- Born: Issa Hassan Muhammad Ali Al-Laith 1985 (age 40–41) Khamis Mushait, Saudi Arabia
- Occupations: Vocalist and poet
- Political party: Houthis
- Children: 4
- Website: @IssaAllaith on X

= Issa al-Laith =

Yemeni vocalist and poet

Issa Al-Laith also spelt Issa Allaith, Issa Al-Layth (Arabic: عيسى الليث‎) is a Yemeni vocalist and poet affiliated with the Houthi movement (Ansar Allah). Issa al-Laith is described as a popular zamil performer and poet for the Houthis, and is regularly featured on various Houthi media networks.

== Biography ==
Issa al-Laith was born in 1985 in Khamis Mushait, Saudi Arabia, to a Shiite Zaidi family from the Razih district of Saada Governorate, Yemen. Issa grew up in Saada governorate, where he completed his Quranic and secular education. He is a member of the Houthi movement and is married and the father of four children.

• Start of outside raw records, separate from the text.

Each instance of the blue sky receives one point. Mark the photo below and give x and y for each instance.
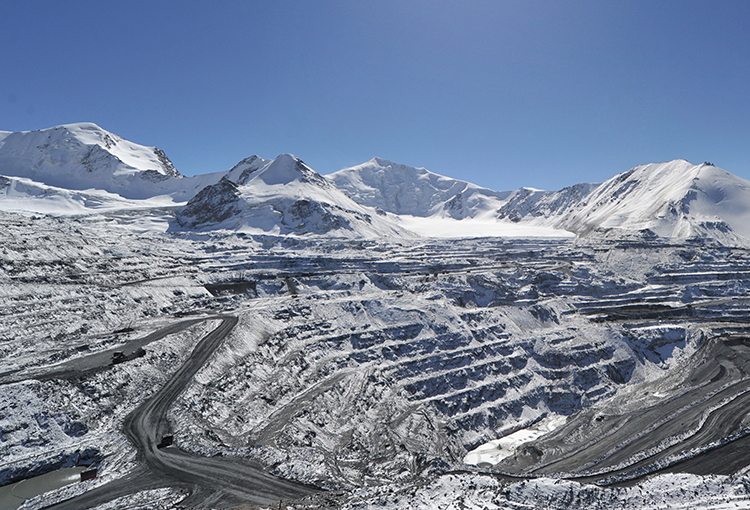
(500, 93)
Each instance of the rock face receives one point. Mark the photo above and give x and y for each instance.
(402, 189)
(84, 156)
(675, 199)
(282, 196)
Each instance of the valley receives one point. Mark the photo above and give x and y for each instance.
(357, 363)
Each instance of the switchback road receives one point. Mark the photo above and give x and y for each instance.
(214, 481)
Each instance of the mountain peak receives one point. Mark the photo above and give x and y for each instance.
(84, 156)
(287, 169)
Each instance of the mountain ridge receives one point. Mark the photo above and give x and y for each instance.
(75, 168)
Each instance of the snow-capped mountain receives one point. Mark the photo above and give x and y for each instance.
(281, 196)
(85, 157)
(675, 199)
(672, 199)
(406, 190)
(77, 168)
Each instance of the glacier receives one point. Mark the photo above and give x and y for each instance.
(590, 350)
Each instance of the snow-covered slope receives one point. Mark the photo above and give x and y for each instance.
(281, 196)
(86, 157)
(672, 199)
(405, 190)
(675, 199)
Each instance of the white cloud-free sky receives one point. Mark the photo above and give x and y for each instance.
(500, 93)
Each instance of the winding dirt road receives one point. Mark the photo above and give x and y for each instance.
(214, 481)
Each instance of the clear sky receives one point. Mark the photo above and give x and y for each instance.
(500, 93)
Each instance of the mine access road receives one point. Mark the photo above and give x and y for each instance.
(211, 481)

As a vocalist and poet, the main theme of his poetry concerns the glorification of Houthi fighters and Palestine, as well as opposing the Saudi-led intervention in Yemen, being described as a champion of the Houthi cause. Many of his zawamil enjoy hundreds of thousands to millions of views on various social media platforms. The zamil, rooted in cultural tradition, has been weaponised by the Houthis as a tool of propaganda and remains one of the most popular and rapidly growing platforms of Houthi propaganda, sung by popular vocalists like Issa Al-Laith and disseminated through various social media platforms including YouTube, Twitter and Telegram. The Spectator describes Houthi zawamil as its most successful part of their propaganda, stressing the movement's supposed piety, bravery and poverty in comparison with the corruption, wealth and hypocrisy of their adversaries, the Saudi-led coalition, and Arab states allied to Israel.

In 2023, YouTube closed various channels affiliated with the Houthis, including the channel of Issa.